Total SD, take 2
Opened this issue · 1 comments
In #111, @chadhazlett proposed being able to specify a total standard deviation / variance for draw_normal_icc. I implemented this in early May -- in this implementation, the user supplies an ICC and a total_sd; we generate the ICC variable stochastically, fixing one of the sds as 1 and deriving the other from the ICC; then, the total_sd variable is used to rescale the variable at the end.
An advantage of this approach, which is the one I think Chad suggested, is that it ensures exact total standard deviation 100% of the time.
A disadvantage of this approach, as Neal mentioned, is that the rescaling will possibly distort the between group differences. Neal, instead, proposed noting that total = within + between. So basically, rather than a post-hoc scaling, you'd specify any two variables and get the other two.

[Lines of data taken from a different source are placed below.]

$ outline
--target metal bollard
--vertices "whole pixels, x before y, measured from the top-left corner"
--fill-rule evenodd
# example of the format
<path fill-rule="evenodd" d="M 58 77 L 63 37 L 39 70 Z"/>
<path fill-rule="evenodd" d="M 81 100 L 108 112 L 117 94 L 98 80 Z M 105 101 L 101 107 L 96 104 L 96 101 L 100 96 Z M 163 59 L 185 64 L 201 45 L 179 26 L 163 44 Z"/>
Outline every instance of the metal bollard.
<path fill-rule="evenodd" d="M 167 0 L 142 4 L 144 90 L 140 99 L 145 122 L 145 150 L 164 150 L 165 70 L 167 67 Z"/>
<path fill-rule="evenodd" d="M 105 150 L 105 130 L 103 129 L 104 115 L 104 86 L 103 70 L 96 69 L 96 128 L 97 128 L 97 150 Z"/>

I'd have to work out the math, but this would basically leave us with two constraints; the ICC and one of within/between constrains the other of within/between and total; the total and within/between constrains the other of within/between and ICC. I would have to think a bit about what possible combinations of arguments we would allow.

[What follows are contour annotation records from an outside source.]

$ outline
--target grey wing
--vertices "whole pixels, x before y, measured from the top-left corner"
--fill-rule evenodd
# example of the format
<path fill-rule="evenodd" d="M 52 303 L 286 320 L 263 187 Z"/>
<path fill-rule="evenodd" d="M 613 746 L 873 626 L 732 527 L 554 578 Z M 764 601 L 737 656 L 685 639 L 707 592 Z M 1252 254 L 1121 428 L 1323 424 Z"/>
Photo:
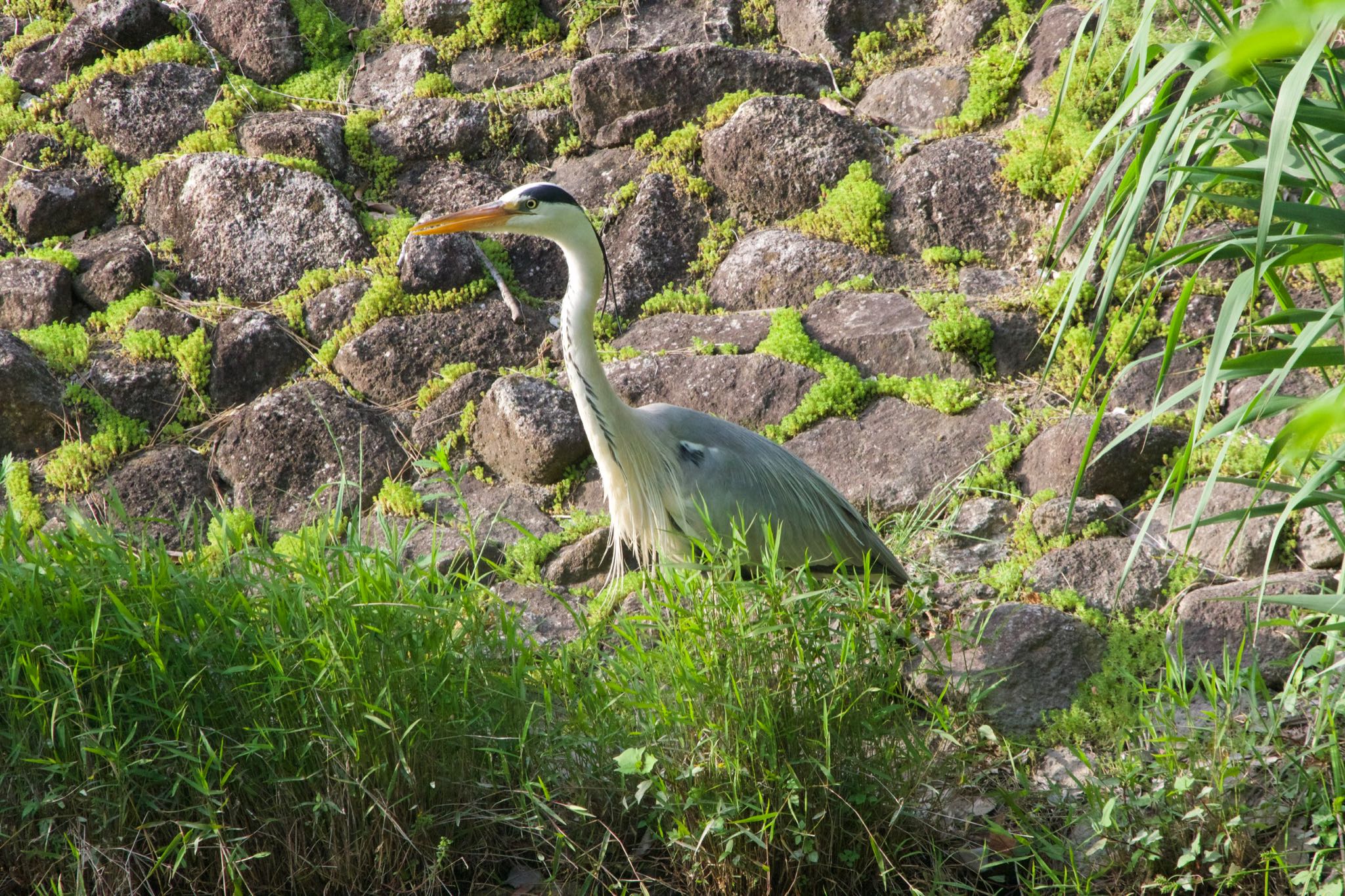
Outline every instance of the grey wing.
<path fill-rule="evenodd" d="M 717 416 L 678 407 L 647 404 L 636 411 L 668 439 L 678 458 L 683 494 L 705 508 L 721 536 L 734 523 L 752 524 L 749 545 L 760 551 L 761 520 L 780 539 L 785 566 L 837 560 L 861 566 L 865 553 L 898 582 L 907 571 L 878 533 L 837 489 L 811 466 L 771 439 Z M 683 527 L 705 537 L 699 506 L 687 508 Z M 757 523 L 753 523 L 756 520 Z"/>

I agree the solution I came up with is imperfect because the other three variables are targets for the stochasticity to hit, while total_sd is an exact mechanical consequence of the scaling.
Issuing this so that there can be some discussion.
I think rescaling is generally not what people would expect, eg people don't usually expect
sd(rnorm(100)) == 1
exactly - there's sampling variability there, and I think that when ICC = 0 we should be the same as rnorm.